Monday, April 25, 2005

Inappropriate things that may have been laughed at by me

Today my umbrella fell behind my desk and I had to get an office mate to help me get it out. Moments of levity about how many PhD candidates it takes to get an umbrella ensued.

Let's discuss things that I may have laughed at that may have been inappropriate.

#1: When I went to that wedding with Biker Boy in Iowa (I-O-WA), BB's neighbor came over to the table where I was eating. This man was very large (like my bestest friend's dad). Just big. And scary cuz I didn't know him. So the woman sitting next to me (BB's brothers fiancee, but that's irrelevant, albeit interesting) introduced me to this large, large, looming man. When this man (Mr.
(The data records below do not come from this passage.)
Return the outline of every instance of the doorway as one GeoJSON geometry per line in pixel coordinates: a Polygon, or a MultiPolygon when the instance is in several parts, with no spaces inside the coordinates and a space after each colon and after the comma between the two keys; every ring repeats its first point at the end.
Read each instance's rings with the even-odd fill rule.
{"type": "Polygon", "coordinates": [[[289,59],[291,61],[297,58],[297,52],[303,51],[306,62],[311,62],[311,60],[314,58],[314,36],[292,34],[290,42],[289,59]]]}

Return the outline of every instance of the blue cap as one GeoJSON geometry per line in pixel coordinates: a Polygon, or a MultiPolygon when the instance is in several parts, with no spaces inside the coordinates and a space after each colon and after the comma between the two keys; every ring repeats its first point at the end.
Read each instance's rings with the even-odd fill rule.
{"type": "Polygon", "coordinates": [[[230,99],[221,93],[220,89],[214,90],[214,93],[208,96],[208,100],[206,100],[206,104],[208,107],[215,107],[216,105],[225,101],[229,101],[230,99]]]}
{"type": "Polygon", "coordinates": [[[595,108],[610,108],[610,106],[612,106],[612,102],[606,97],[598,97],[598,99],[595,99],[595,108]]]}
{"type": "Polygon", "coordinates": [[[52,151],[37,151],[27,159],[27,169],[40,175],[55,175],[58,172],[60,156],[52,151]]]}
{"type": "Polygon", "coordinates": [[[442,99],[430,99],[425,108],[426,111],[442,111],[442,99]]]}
Kline) learns I got to the University of Minnesota, he tells this joke.

HIM: Why did the University of Iowa change from natural grass in their stadium to AstroTurf?
ME: Huh. I didn't know they did that.
HIM: (ignoring me) So the University of Minnesota cheerleaders would stop grazing on the grass.

I laughed. Kind of hard. I don't know why. Yes, it was inappropriate. Inappropriate of him to tell the joke (at a table with Ted's sister-in-law WHO IS MINNESOTAN) and inappropriate of me to laugh. But he was big. And when a big man tells you a joke, you laugh, damn it all.
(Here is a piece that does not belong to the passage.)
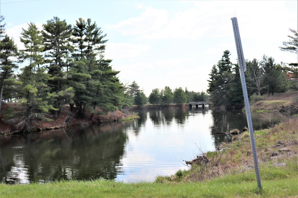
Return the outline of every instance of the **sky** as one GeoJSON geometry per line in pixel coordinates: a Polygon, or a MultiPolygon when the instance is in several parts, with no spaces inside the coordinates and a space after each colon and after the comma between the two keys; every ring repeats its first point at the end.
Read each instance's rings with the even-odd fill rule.
{"type": "Polygon", "coordinates": [[[105,58],[124,84],[134,80],[148,96],[153,89],[206,91],[212,66],[226,50],[237,54],[231,18],[237,17],[245,59],[263,54],[277,64],[297,62],[280,50],[298,29],[298,1],[0,0],[6,34],[19,49],[22,28],[57,16],[69,24],[90,18],[107,34],[105,58]]]}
#2 Sitting in my office. My office mate (coincidentally, the same fellow who helped me with the Umbrella Situation) is leaving for the gym. I tell him to have a good workout.

HIM: Gotta get through the checkpoints first.
ME: HA HA HA HA HA. HEE. HA. (falls out of chair)

See, the U is divided by the Mississippi River. Our building is on the West Bank. The gym is on the East Bank. So, get it? When you have to go from West to East Bank, you gotta go through checkpoints. Like in Palestine/Israel/Gaza Strip? VERY wrong, yes, but VERY funny.

#3 We're at BB's piano teacher's doctoral piano recital. This is a very big deal for this woman. Who happens to be Asian. And wearing a green dress. And has all this music MEMORIZED. It took me three years of marching band before I could remember the fucking national anthem.

Anyway, BB and I decide to play a game. We look around the room and try to figure out who the members of her committee are. We're REALLY big dorks, but this passes the time during a relatively boring recital. Anyway, says something like, "that woman down there, she looks likes my piano teacher. I wonder if they're sisters." HEEEE HEEE. I laugh and laugh.

See, we were a couple of the handful of white people in the room. The rest were Asians. And, yes, they are all very distinctive, but NO THEY ARE NOT. They all have dark hair and dark eyes and all the women are dressed in demure dresses with HIGH heels and all the men were wearing polos and khakis. That was funny. There were no distinguishing characteristics between those folks.

Inappropriate. I am not PC. I am evil. I know. If you show this to any Palestinians or Asians, they will want to shoot me down. I am evil.